Under its optional programs, ESA pays for the development of launch vehicles, while the French-based company Arianespace provides launch services using them. Arianespace’s current launch fleet consists of Ariane 5 for large payloads, the Russian-built Soyuz for medium payloads, and the European Vega for small payloads.
Ariane 5 is very reliable, but Europe has been debating for years what changes are needed to ensure Ariane and other European rockets can meet future market demands, especially lower prices spurred by competition from SpaceX.
Germany preferred an evolution of Ariane 5 (Ariane 5 ME) while France advocated a new Ariane 6 “family” of launchers with two versions: one for large payloads and one for medium payloads. Just prior to the ministerial meeting, Germany agreed to support the Ariane 6 proposal. Meanwhile, the ministers also agreed to develop an upgraded version of Vega. Ariane 6 and the new Vega-C will share the same first stage and thus all of Europe’s launch vehicles will “have the same DNA,” Dordain explained at a press conference after the meeting. That should reduce costs through simplified manufacturing and launch operations.
A key aspect of the Ariane 6 decision is that industry will take on some of the financial risk instead of it resting with the governments. Earlier this year, the two primary companies that manufacture Ariane, Airbus and Safran, announced they would form a joint venture, Airbus Safran Launchers, to participate in Ariane 6.

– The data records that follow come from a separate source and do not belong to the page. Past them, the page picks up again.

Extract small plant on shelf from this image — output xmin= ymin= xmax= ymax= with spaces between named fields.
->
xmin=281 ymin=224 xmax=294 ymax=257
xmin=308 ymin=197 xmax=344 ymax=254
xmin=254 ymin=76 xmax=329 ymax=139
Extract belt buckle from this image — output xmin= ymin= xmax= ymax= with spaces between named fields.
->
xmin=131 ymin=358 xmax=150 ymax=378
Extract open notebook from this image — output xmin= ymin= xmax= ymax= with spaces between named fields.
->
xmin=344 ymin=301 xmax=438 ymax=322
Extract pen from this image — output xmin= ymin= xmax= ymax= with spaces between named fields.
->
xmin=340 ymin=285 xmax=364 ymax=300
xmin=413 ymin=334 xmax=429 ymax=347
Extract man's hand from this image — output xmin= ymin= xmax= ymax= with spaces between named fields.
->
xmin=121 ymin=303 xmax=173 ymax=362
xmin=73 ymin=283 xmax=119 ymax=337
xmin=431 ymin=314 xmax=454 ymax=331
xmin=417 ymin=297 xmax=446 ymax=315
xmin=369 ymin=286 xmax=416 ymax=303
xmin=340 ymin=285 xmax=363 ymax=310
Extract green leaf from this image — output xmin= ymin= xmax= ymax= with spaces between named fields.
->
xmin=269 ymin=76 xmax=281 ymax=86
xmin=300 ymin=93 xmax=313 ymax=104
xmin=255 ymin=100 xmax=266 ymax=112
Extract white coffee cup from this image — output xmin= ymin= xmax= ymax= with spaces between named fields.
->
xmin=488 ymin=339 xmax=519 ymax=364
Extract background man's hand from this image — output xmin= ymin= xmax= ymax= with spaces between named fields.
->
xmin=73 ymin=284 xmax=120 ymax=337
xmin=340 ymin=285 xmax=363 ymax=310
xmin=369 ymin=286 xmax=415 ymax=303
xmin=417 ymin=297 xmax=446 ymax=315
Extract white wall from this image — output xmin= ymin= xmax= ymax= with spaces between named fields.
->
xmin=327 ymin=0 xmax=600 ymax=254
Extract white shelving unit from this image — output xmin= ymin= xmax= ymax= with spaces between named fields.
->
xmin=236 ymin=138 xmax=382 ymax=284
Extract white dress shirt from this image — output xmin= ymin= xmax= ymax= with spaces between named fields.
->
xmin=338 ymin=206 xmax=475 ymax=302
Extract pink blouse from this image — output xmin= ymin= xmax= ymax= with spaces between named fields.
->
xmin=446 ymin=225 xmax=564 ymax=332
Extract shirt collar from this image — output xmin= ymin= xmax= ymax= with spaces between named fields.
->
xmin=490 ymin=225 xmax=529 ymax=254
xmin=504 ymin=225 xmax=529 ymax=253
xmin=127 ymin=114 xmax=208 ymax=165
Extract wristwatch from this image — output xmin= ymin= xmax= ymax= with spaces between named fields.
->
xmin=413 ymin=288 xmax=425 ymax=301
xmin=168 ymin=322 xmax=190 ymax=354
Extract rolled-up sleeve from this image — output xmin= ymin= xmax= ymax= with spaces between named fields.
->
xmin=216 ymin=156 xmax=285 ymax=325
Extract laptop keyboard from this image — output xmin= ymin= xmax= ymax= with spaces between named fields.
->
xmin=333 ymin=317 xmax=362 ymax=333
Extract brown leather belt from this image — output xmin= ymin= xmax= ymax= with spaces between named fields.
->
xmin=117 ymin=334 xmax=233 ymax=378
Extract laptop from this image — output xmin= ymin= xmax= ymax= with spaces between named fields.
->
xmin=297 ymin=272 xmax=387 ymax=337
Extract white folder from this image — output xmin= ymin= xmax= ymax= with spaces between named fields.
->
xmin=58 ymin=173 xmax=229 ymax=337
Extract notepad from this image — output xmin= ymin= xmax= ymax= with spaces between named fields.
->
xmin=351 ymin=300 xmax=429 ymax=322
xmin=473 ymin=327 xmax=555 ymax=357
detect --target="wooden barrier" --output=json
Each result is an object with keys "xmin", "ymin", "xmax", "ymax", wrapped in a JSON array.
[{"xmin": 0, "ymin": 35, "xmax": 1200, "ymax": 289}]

The resolution adopted by the ESA Ministers states that ‘the Joint Venture will bear all commercial market risks during exploitation without support from Member States” while ESA provides a guaranteed “institutional” market of five launches per year. Those launches would be for ESA itself, its member governments, the European Union (EU), and Europe’s meteorological agency, EUMETSAT. The joint venture will be responsible for finding any additional customers. It will also have the design authority for Ariane 6, rather than ESA.
In a press release today, Airbus and Safran said they welcomed ESA’s approval of Ariane 6, but added that their decision to create the Joint Venture (JV) “naturally assumes an in-principle agreement for the transfer to the JV of shares in Arianespace held by” the French space agency, CNES. A decision on that issue has not yet been made. CNES owns 34.68 percent of Arianespace. The remainder is owned in varying amounts by 20 European entities, including Safran and Airbus (Astrium is part of Airbus).
Dordain said he foresees no difficulty in delivering five institutional launches per year. The EU, for example, is launching a navigation satellite system, Galileo, similar to the U.S GPS system, that requires 24 operational satellites (plus in-orbit spares), which should guarantee a continuing demand for launch services.
Dordain said that at yesterday's meeting ministers committed €4 billion for the development of Ariane 6 and Vega-C, which is enough to pay for their development through first launch (Vega-C in 2018, Ariane 6 in 2020). He added, however, that they will have an opportunity to relook at the program at the next ministerial council in 2016: “Participating states … will decide to continue Ariane 6 on the same track or to change it once again, but we have commitments to take Ariane 6 to its maiden flight. …. We will be able to sign contracts until the end of the development phase.”
At today's exchange rate, 1 Euro is $1.23, so the €4 billion commitment for Ariane 6 and Vega-C is approximately $5 billion.